Schreiben Sie einige Klassen die einen Zug repräsentieren. Definieren Sie die Klassen _Locomotive _und _Car _und verwenden Sie folgende Datenelemente: 
Klasse _Locomotive_: length, type 
Klasse _Car_: length, max_passengers
Ordnen Sie diesen sinnvolle Methoden zu. Bitte beachten Sie, dass die oben genannten Datenelemente nicht verändert werden dürfen. Die Aufgabe ist Züge mit Hilfe dieser Klassen zu erzeugen. Die Lokomotive ist direkt mit dem ersten Waggon verbunden. Deshalb definieren Sie bitte ein Datenelement _next _vom Typ _Car _innerhalb der Klasse _Locomotive_. Definieren Sie außerdem geeignete Schreib- und Lesemethoden (get... bzw. set...). Jeder Waggon ist an den nächsten Waggon des Zuges angekuppelt, außer es handelt sich um den letzten Waggon. In der Klasse _Car_, definieren Sie deshalb bitte ein Datenelement _next _desselben Datentyps, ebenso wie geeignete Schreib- und Lesemethoden. Dieses Datenelement speichert ein anderes Objekt derselben Klasse, oder kein Objekt (_null_), falls es sich um den letzten Waggon handelt. 

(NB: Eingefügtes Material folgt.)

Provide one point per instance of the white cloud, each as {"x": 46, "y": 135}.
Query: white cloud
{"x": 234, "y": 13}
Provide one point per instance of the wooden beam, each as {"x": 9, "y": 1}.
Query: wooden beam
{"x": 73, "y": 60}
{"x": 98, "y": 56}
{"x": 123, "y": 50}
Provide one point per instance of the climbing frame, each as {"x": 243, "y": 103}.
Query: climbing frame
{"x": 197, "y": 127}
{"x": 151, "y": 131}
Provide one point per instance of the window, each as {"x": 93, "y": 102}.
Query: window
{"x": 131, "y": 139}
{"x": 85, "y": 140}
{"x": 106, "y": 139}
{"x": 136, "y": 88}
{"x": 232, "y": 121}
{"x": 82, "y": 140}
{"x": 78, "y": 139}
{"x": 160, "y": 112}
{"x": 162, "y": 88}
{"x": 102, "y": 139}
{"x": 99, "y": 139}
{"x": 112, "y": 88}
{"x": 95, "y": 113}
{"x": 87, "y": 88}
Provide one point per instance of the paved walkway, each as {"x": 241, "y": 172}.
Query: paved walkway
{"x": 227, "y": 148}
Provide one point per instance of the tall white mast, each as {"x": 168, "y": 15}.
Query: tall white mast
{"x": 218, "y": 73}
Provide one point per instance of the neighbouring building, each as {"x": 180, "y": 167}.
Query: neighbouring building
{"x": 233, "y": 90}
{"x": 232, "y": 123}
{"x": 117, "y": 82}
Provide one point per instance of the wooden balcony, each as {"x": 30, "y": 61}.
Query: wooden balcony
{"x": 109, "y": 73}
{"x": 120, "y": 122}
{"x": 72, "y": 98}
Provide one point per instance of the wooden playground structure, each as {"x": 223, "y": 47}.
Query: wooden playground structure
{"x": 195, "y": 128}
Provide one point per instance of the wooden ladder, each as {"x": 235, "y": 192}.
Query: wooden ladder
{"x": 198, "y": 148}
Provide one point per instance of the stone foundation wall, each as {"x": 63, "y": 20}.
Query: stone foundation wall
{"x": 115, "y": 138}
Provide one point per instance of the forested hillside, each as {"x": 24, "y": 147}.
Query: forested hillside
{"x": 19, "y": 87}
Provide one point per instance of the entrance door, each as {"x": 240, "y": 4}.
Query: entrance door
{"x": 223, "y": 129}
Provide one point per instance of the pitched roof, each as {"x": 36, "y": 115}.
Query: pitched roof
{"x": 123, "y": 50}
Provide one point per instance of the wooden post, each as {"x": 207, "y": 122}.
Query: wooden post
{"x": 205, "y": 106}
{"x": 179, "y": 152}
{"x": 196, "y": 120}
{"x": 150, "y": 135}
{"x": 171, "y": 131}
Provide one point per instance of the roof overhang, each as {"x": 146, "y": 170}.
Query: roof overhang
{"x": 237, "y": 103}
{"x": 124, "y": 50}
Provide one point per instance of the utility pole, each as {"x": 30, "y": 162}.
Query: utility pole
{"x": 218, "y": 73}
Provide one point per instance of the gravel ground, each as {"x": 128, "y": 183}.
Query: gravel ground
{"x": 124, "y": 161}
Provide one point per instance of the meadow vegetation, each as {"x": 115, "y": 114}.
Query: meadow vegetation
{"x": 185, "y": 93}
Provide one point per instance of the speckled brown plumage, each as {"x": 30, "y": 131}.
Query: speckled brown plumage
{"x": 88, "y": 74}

Als drittes, definieren Sie bitte eine Klasse _Train _die einen vollständigen Zug repräsentiert, der aus genau einer Lokomotive und einer beliebigen Anzahl Waggons besteht. Die Klasse Train
hat folgende Methoden (Parameter und Ergebnistypen legen Sie bitte selbst fest):
Konstruktor
• Der _Train _Konstruktor erwartet eine Lokomotive. Er erzeugt einen neuen, sehr kurzen Zug: Nur die Lokomotive ohne Waggons.
_add( ... )_
• Fügt einen gegebenen Waggon an einer beliebigen Stelle im Zug ein.
_print( ... )_
• Druckt alle Informationen über den Zug aus.
_getLength( ... )_
• Liefert die Gesamtlänge des Zuges (Länge der Lokom otive plus die Länge alle Waggons)
_getPassengers( ... )_
• Liefert die mögliche Anzahl an Passagieren des Zuges zurück.
_removeFirst( ... )_
• Entfernt den ersten Waggon aus dem Zug. Liefert null zurück falls der Zug keinen Waggon besitzt.
_relink( ... )_
• Kuppelt einen weiteren Zug an den bestehenden an. Dabei werden alle Waggons des anderen Zuges an den bestehenden angehängt. Nur die Lokomotive verbleibt im anderen Zug.
_revert( ... )_
• Kehrt die Reihenfolge der Waggons im Zug um. (Die Position der Lokomotive darf nicht verändert werden. 

Schreiben Sie zum Abschluss ein Hauptprogramm, das alle Methoden der Klasse _Train _testet. 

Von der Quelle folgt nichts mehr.